Think of dumps and loads as dump s and load s — the “s” stands for string.

These are used when you want to convert between JSON strings and Python objects.

import json

# Convert Python object to JSON string
data = {"name": "John Doe", "age": 25, "is_student": True}
json_string = json.dumps(data)
print(f"JSON is {json_string}")  

# Convert JSON string to Python object
json_string = '{"name": "John Doe", "age": 25, "is_student": true}'
data = json.loads(json_string)
print(f"Object is {data}")

outputs:

JSON is {"name": "John Doe", "age": 25, "is_student": true}
Object is {'name': 'John Doe', 'age': 25, 'is_student': True}

Reading Nested JSON #

Often JSON data can be nested, containing objects within objects or arrays within arrays.

In Python, this translates to dictionaries and lists, containing more dictionaries and lists.

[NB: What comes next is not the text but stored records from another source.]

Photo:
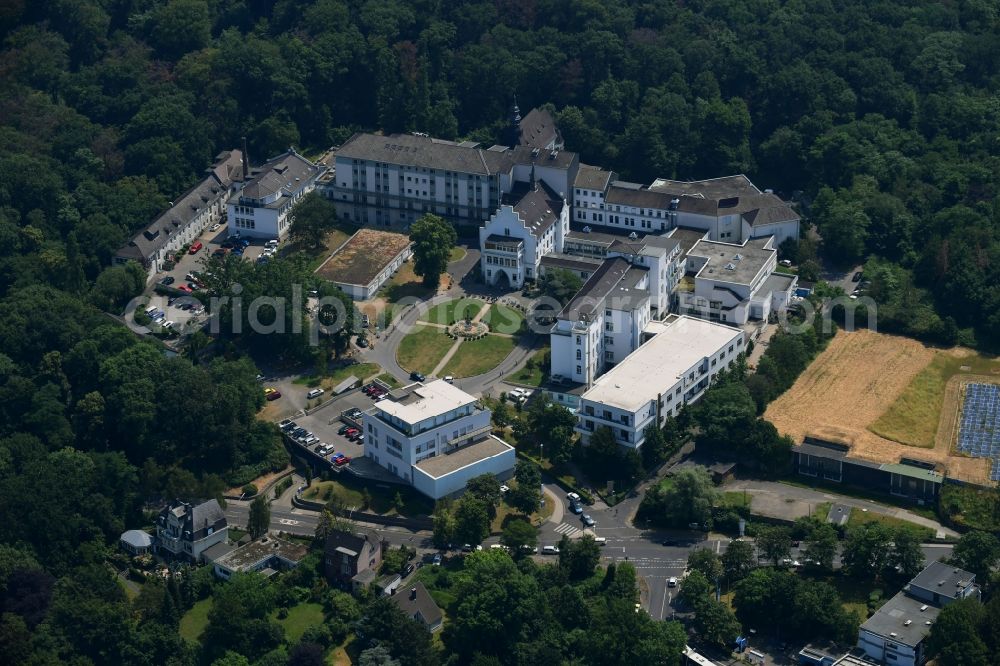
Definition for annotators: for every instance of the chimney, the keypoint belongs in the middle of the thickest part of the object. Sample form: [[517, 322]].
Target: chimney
[[246, 161]]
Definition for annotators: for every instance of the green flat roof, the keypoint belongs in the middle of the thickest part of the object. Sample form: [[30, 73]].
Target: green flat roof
[[913, 472]]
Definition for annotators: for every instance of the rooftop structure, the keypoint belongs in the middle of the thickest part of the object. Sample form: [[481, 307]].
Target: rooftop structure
[[681, 344], [725, 262], [363, 264]]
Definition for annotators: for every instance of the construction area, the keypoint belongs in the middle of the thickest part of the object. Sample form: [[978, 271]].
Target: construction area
[[887, 398]]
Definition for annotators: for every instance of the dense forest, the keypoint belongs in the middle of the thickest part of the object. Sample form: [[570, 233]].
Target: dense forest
[[881, 117]]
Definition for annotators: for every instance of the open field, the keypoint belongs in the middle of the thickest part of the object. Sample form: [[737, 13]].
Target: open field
[[194, 621], [300, 618], [851, 385], [405, 283], [474, 357], [914, 418], [423, 349]]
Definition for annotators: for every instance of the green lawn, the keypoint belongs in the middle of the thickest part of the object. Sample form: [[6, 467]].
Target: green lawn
[[736, 499], [474, 357], [194, 621], [348, 492], [423, 349], [533, 376], [503, 319], [859, 517], [360, 370], [451, 311], [406, 284], [913, 418], [299, 619]]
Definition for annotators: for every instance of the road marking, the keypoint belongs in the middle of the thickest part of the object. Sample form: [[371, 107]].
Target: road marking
[[568, 530]]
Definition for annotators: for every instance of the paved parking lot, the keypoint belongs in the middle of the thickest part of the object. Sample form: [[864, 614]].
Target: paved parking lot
[[325, 422]]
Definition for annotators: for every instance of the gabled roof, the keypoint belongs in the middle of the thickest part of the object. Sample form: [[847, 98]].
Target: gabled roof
[[158, 233], [286, 173], [338, 541], [593, 178], [418, 604], [538, 208], [538, 129]]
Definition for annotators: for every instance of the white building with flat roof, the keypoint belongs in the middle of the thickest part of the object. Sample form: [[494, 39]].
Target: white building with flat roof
[[672, 368], [436, 437]]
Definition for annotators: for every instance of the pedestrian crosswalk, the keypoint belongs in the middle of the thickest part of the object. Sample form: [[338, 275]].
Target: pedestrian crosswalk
[[568, 530]]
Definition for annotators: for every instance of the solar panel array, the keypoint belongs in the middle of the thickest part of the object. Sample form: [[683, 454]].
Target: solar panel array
[[979, 431]]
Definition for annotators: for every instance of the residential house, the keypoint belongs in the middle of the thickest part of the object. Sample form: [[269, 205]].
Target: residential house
[[673, 367], [266, 555], [188, 216], [532, 221], [353, 556], [261, 207], [896, 633], [418, 604], [436, 437], [185, 531]]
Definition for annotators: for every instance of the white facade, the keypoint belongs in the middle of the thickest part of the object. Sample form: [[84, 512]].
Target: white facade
[[262, 208], [517, 236], [673, 368], [394, 180], [729, 280], [602, 324], [434, 421]]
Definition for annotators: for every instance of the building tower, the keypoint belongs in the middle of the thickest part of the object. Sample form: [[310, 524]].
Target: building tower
[[514, 130]]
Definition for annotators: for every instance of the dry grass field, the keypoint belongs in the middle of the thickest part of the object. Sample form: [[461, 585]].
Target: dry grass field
[[865, 378]]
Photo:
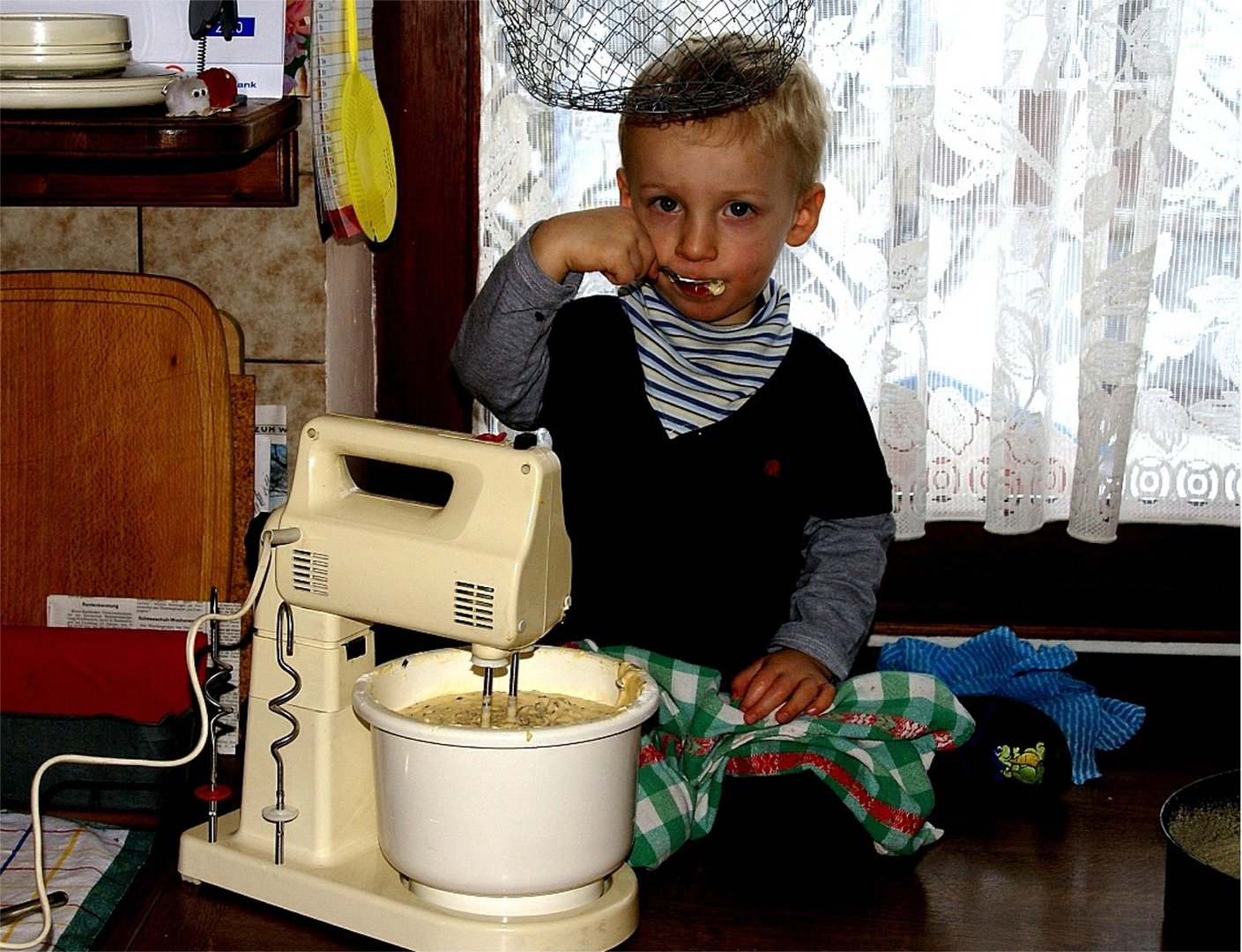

Consider the following JSON data:

{
    "name": "John Doe",
    "age": 30,
    "address": {
        "street": "123 Main St",
        "city": "Anytown",
        "zip": "12345"
    },
    "courses": [
        {"name": "Math", "grade": "A"},
        {"name": "Science", "grade": "B"}
    ]
}

As a Python object, this would be represented as:

dict containing:
- name: string
- age: integer
- address: dict containing:
    - street: string
    - city: string
    - zip: string
- courses: list of dicts containing:
    - name: string
    - grade: string

Accessing Values #

To access the city value from the address object and the name of the first course:

import json

json_data = '''
{
    "name": "John Doe",
    "age": 30,
    "address": {
        "street": "123 Main St",
        "city": "Anytown",
        "zip": "12345"
    },
    "courses": [
        {"name": "Math", "grade": "A"},
        {"name": "Science", "grade": "B"}
    ]
}
''' 

# load JSON data from a string containing the above JSON
data = json.loads(json_data)
# navigate nested dictionaries
city = data['address']['city']

# get first item in courses array, which is a dictionary, then get name key
first_course_name = data['courses'][0]['name']  

Iterating Over Arrays #

JSON arrays are converted to Python lists

for course in data['courses']:
    # each course is a dictionary
    print(f"Course: {course['name']}, Grade: {course['grade']}")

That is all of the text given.